From the reallocation of property and debt to child support to taxes to retirement planning, there are a slew of financial issues that are intertwined with most divorces. Chances are you and your spouse share a lot of assets, from furniture to stocks to pets! You might even have a sentimental attachment to some of them. Unless the two of you agree on how to divide all the property up, you might have to brush off on your bartering skills. Some parting couples even opt to sell all the property at once and divide the profits.
While that comfortable sofa and antique dresser might be in demand, the debt you two shared certainly won't be. A joint credit report deserves a good look as you and your lawyer(s) determine what's fair. As you distribute the debt, try to cap off whatever debt you currently have. Divorce is expensive and you want to deflate the financial burden as much as you can today. Again, more bartering may be in order here. Take on more debt in exchange for more assets, or vice versa. If you have an open mind and cooperate, you'll likely come to a fair divorce settlement. It's not unusual for a divorcing couple to split the debt right down the middle.
Surprisingly, you're going to have some new tax issues to think about too. If you have dependents, which person will get that tax exemption from now on? Many other tax exemptions and deductibles that you probably took for granted as a married couple will need to be reevaluated after a divorce.
Not to mention, child support and alimony! These issues are highly variable and personable but they are going to be big ones if you and your former spouse have children together.
Men sometimes have great financial difficulties affording child support, but statistics show it's newly single mothers that have the most money problems. This is especially evident when a woman must suddenly afford childcare or is swept into a new work environment; kids typically must adjust to a lower standard of living, just like their parents, after a divorce.

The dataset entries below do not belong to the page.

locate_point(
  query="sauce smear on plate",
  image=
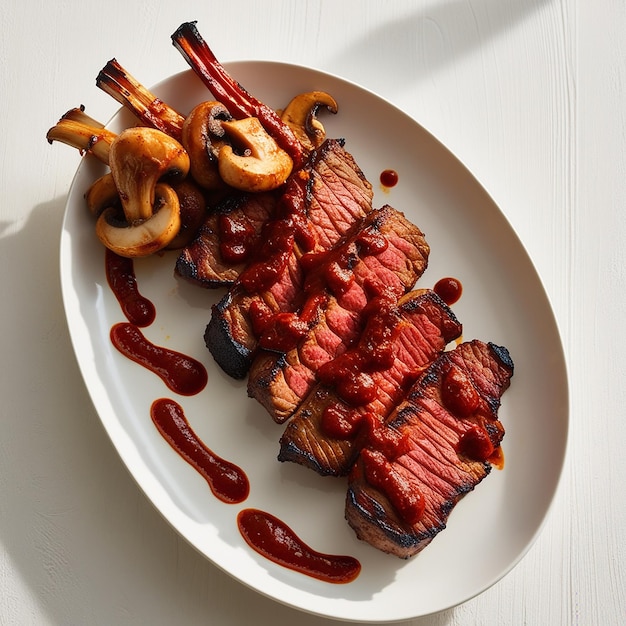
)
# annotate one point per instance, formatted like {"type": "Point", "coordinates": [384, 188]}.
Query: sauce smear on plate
{"type": "Point", "coordinates": [274, 540]}
{"type": "Point", "coordinates": [120, 273]}
{"type": "Point", "coordinates": [181, 373]}
{"type": "Point", "coordinates": [227, 481]}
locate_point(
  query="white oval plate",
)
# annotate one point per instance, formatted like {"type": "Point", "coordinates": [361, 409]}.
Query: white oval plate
{"type": "Point", "coordinates": [503, 302]}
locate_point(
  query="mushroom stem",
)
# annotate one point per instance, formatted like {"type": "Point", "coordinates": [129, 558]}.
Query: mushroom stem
{"type": "Point", "coordinates": [114, 80]}
{"type": "Point", "coordinates": [78, 130]}
{"type": "Point", "coordinates": [236, 99]}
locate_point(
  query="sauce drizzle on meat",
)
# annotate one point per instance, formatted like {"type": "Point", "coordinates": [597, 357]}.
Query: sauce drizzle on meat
{"type": "Point", "coordinates": [449, 290]}
{"type": "Point", "coordinates": [274, 540]}
{"type": "Point", "coordinates": [389, 178]}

An entire family structure gets disrupted during a divorce and that has not only an effect on the personal relationships, but on the overall economic situation of all involved. And these financial issues are deep and complex and have enduring effects.
The best advice for you, the soon-to-be-divorced, is to remind yourself the financial turmoil is only temporary and it can be dealt with the most adequately if you can keep your cool and think practically. While it's tempting, dividing up property and debt is probably not a time for vengeance or proving a point. The divorce will go quicker and more amicably if you try to stay as calm and rational as possible!